Artist’s concept of one of the eight Cyclone Global Navigation Satellite System satellites deployed in space above a hurricane. Credit: NASA.
NASA is inviting journalists to learn about a mission that will help improve hurricane track, intensity and storm surge forecasts during a media event from 8 a.m. to 1:15 p.m. CDT Thursday, Aug. 11, at the Southwest Research Institute (SwRI) in San Antonio.
The Cyclone Global Navigation Satellite System (CYGNSS) hurricane mission, scheduled to launch Nov. 21 from Cape Canaveral Air Force Station in Florida, is a constellation of eight microsatellites that will gather never-before-seen details on the formation and intensity of tropical cyclones and hurricanes.
During the event, media will get to tour two SwRI facilities, view the microsatellites stacked on the deployment module in a testing facility, and learn about the mission from the science, engineering, launch and operation teams. Photo and interview opportunities will be available, including interviews with a Spanish-speaking team member.
The event also will highlight other NASA programs on which SwRI works, including the Juno mission to Jupiter, New Horizons mission to Pluto and the Kuiper Belt, and Magnetospheric Multiscale mission, which orbits through near-Earth space observing a little-understood process called magnetic reconnection.
To register for the event, media should contact Maria Stothoff at 210-522-3305 or maria.stothoff@swri.org by Aug. 10. Access to SwRI facilities is restricted to U.S. citizens.
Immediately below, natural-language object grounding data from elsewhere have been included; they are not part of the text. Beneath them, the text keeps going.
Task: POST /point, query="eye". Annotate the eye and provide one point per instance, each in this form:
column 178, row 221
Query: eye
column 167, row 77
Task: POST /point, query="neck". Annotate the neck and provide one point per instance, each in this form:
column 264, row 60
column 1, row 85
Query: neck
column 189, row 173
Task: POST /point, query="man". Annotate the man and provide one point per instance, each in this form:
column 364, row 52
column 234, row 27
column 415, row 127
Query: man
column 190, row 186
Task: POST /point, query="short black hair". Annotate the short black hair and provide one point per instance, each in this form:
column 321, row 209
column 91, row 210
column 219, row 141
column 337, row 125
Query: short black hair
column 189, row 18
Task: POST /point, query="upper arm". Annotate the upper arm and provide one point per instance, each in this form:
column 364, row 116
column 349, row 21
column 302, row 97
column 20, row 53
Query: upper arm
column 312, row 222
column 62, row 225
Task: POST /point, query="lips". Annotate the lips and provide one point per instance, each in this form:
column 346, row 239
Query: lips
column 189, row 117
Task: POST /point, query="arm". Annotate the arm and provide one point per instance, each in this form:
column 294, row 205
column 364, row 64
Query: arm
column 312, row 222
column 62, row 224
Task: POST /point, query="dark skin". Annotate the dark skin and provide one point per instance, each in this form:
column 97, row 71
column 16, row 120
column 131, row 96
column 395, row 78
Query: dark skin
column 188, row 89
SwRI leads the development and integration of the CYGNSS microsatellites. The Space Physics Research Laboratory at the University of Michigan College of Engineering in Ann Arbor leads the overall mission execution, and its Climate and Space Sciences and Engineering department leads the science investigation. The Earth Science Division of NASA’s Science Mission Directorate oversees the mission.